Be Flexible While Collecting Airline Miles

Although low-level awards will be hard to come by, they’ll still be there. To be successful in booking them, you might have to be flexible with your travel dates and act early. As soon as you see an award at a number of miles that you’re willing to redeem, don’t wait, click “book.” No doubt, the competition for these awards will increase, and you want to be all dressed up and ready to find somewhere to go when there’s availability.

Don’t Write Off Credit Cards Just Yet

It isn’t time to jump ship yet. Just because we’ve been witnessing devaluation after devaluation lately, don’t be afraid of collecting miles by applying for credit cards. It’s the fastest way to collect a chunk of miles and book an almost-free flight. Partner awards are still going to be available at the standard, fixed rates (for now), and you have plenty of options to use them for an affordable trip.

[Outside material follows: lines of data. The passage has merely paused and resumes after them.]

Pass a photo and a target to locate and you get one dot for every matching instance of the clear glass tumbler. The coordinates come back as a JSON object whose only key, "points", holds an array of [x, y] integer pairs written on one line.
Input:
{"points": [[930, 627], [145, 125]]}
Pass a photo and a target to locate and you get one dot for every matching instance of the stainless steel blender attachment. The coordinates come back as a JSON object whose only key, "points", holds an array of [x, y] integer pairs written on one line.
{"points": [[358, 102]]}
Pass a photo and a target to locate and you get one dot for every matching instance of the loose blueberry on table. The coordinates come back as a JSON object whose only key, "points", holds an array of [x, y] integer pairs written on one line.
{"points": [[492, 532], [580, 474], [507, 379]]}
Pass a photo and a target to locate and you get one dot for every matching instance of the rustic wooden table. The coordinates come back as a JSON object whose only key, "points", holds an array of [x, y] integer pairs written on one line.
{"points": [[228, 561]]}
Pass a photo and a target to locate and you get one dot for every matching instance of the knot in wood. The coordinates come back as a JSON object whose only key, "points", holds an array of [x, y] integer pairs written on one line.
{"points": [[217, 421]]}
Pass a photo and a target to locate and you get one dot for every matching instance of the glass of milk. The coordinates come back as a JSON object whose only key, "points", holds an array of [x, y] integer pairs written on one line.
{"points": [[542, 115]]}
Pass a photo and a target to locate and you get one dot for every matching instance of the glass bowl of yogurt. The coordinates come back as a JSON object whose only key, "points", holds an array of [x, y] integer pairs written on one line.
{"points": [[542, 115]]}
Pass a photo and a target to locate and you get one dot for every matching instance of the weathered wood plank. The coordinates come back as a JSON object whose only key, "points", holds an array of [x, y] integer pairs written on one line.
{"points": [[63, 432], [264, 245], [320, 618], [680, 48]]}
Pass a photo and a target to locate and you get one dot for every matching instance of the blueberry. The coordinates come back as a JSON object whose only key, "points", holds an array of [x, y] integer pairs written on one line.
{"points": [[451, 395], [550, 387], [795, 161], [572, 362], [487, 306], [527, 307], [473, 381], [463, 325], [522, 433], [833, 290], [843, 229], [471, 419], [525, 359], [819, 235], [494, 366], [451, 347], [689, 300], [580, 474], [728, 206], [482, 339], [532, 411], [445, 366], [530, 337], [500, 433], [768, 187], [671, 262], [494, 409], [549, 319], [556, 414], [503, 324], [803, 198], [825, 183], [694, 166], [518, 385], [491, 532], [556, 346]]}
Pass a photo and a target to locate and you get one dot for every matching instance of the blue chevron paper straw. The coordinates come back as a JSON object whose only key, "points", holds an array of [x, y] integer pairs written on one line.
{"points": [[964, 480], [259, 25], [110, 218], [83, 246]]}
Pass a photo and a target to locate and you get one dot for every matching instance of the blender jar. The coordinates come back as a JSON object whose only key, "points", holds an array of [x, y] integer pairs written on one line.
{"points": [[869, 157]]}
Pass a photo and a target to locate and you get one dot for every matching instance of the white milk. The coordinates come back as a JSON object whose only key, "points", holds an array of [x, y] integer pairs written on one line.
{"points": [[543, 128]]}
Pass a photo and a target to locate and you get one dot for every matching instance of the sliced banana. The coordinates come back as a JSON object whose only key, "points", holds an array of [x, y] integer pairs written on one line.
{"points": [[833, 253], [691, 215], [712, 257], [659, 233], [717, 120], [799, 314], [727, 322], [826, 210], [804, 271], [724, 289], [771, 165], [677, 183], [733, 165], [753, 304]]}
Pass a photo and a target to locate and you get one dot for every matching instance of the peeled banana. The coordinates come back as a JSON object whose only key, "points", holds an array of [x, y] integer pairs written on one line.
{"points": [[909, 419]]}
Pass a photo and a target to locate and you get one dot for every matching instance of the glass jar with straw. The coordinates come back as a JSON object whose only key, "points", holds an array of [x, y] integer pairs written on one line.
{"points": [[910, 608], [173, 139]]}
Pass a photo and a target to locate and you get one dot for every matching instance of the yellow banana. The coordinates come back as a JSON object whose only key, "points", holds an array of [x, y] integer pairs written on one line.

[Image Source: Shutterstock]

Comments are Closed.
ezefllying April 30, 2019

Airlines are only "desperate" to fill empty seats when they can make some money off of it. If a passenger has already earned the miles to pay for the seat -- that is, already paid their cash to the airline -- the carrier's only reason for providing award space is because failure to do so will dissuade people from being loyal in the first place. It isn't as though there is a benefit to putting more people (that is, weight) on an aircraft. Meanwhile, the airlines have an incentive to ration "cheap" award space, even if a flight will go out half-empty, because they want to incentivize those customers who have already committed themselves to the loyalty program to continue to collect miles in order to afford an (available) reward. The problem is that it will take a while, at least, for even many business travelers to fully appreciate just how worthless their miles have become. That leaves an expectation gap, such that customers will continue booking on a certain carrier in the false believe that their miles will get them a valuable award ticket. The airlines, of course, promote this misconception by advertising increasingly scarce saver awards ("awards from just 5,000 miles!").

BiPlane April 20, 2019

The points I made in my comment were apparently beyond the understanding of one reader, so I will use bullet points to clarify what I thought of the FT article; 1. Airlines are in biz to make money, the more the better. 2. They have always steered flyers into undersold flights, through lower prices or award miles 3. Some MP members will benefit 4. FT can't demonstrate that the change will be a "huge devaluation" yet, though experience may tell us devaluation is likely. How these points somehow give the airlines a "pass" on the changes is not clear to me, just a simple statement of motivations behind them as I see it. I guess I'm not venting enough anger for some even though I'm certainly not happy with most program changes.

Mtothe M April 19, 2019

BiPlane, which airline do you work for exactly?

Jackie_414 April 17, 2019

My first flight on United was in 1965. Of course, back then before deregulation it was nice to fly. People got dressed up. Flight attendants, then called stewards and stewardesses, treated everyone well. Since deregulation, things have steadily declined into a cattle herding operation. In the past 20 years I have gone overseas more than 110 times, all using United and Star Alliance connections. Now my "investment" is virtually worthless. The comment about a three-airline oligopoly is quite to the point. Delta started it with the Atlanta hub structure. Out of that came pseudo-monopolies. With the consolidation of the majors and the obvious and overt collusion, added to the TSA hassle, is it really worth it anymore. Maybe I will just get a travel trailer and tour the US and Canada and forget about flying.

OZFLYER86 April 17, 2019

more evidence that frequent flyer programmes are dying a slow death, except for those people who actually fly a lot. Getting points/miles from credit cards is getting harder, fees for credit cards & frequent flyer tickets are getting higher & the world is heading into the biggest ever recession, where cash is king. Am constantly offer 15% to 20% off for cash, rather than using a credit card.